Not so, said Pepple. The primary electorate is smaller but not more conservative, he said, and Inslee’s camp is just trying to lower expectations. Of course, it was: “History tells us the primary is an extremely steep hill and doesn’t determine the ultimate winner,” Shimomura wrote.
But Pepple was trying to lower expectations, too: “The McKenna campaign expects Attorney General McKenna to finish in the top two in tonight’s primary, and thus move on to the general election.”
Seattle pollster Stuart Elway, mostly nonpartisan but with a background in Republican campaigns, thinks the primary electorate is more conservative, older, more established, more partisan.
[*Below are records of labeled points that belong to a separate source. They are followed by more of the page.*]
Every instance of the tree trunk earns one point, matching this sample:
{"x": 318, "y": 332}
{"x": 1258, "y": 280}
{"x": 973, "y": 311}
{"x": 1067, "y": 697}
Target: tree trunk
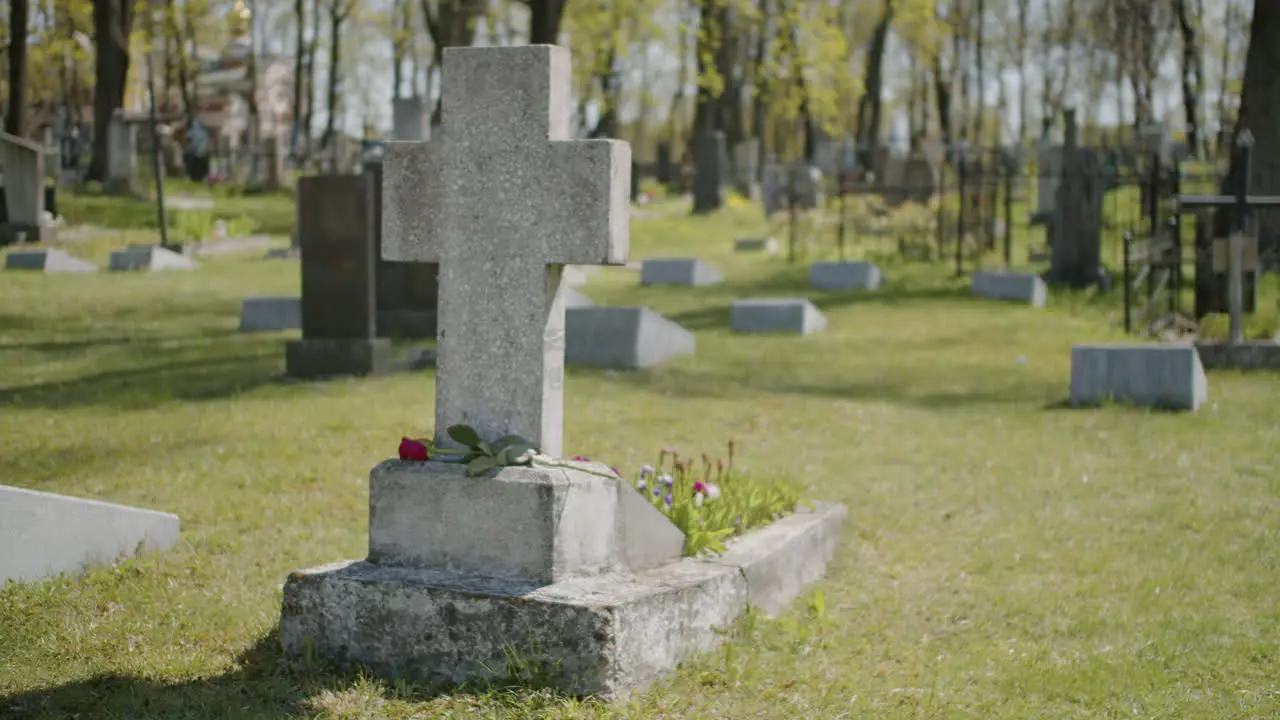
{"x": 113, "y": 21}
{"x": 16, "y": 119}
And Inslee “won” the primary.
Incumbents waltz: This was the first look at new districts created by the bipartisan state Redistricting Commission. And it appears commissioners did their job well — if their job was to protect the parties that appointed them.
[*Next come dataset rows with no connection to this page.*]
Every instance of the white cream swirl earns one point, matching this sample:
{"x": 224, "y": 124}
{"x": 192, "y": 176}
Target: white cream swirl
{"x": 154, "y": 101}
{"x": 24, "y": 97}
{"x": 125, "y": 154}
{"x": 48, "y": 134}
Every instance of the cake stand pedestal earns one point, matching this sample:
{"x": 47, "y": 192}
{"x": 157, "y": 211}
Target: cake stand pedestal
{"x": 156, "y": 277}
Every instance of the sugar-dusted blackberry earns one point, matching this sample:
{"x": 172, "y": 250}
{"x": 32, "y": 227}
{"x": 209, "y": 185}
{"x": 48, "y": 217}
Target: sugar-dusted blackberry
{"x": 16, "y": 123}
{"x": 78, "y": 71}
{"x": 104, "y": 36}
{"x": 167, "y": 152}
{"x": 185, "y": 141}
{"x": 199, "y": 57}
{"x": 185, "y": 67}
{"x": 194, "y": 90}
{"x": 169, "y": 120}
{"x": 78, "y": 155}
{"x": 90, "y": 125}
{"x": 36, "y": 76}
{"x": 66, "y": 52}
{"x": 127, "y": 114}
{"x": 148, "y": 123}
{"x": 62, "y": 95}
Of the 10 congressional districts, only one appears competitive — the 1st, with no incumbent to protect. In return for letting Democratic commissioners create a safe seat in the new 10th, Republicans were allowed to make surrounding districts more Republican and even give the GOP a chance in the 6th District.
Here is how the primary treated incumbents: Rick Larson, 2nd District, 59.5 percent; Jaime Herrera Buetler, 3rd District, 55 percent; Doc Hastings, 4th District, 57 percent (another Republican took an additional 11 percent); Cathy McMorris-Rodgers, 5th District, 54 percent (another Republican took an additional 8 percent); Jim McDermott, 7th District, 69 percent; Dave Reichert, 8th District, 50.4 percent (two other Republicans took an additional 11 percent); Adam Smith, 9th District, 60.5 percent (another Democrat took an additional 7 percent).
In legislative races, there appear to be only a handful of competitive districts, with most incumbents having an easy time.
Top two to the rescue: In super-safe districts, do you let that sure-to-lose party nominate candidates who will offer only token opposition to the dominant party? Do you give voters a choice without a chance? Or, as in the top two, do you sometimes let the general election become a competitive choice between members of the same party who offer real differences? Tacoma’s 27th, Spokane’s 3rd and Seattle’s 46th are Democratic districts that have runoffs between two Democrats. Eastern Washington’s 7th, 12th and 16th are Republican districts with runoffs between two Republicans.
The general election will usually be Republican v. Democrat. But top two offers a needed safety valve for safe districts.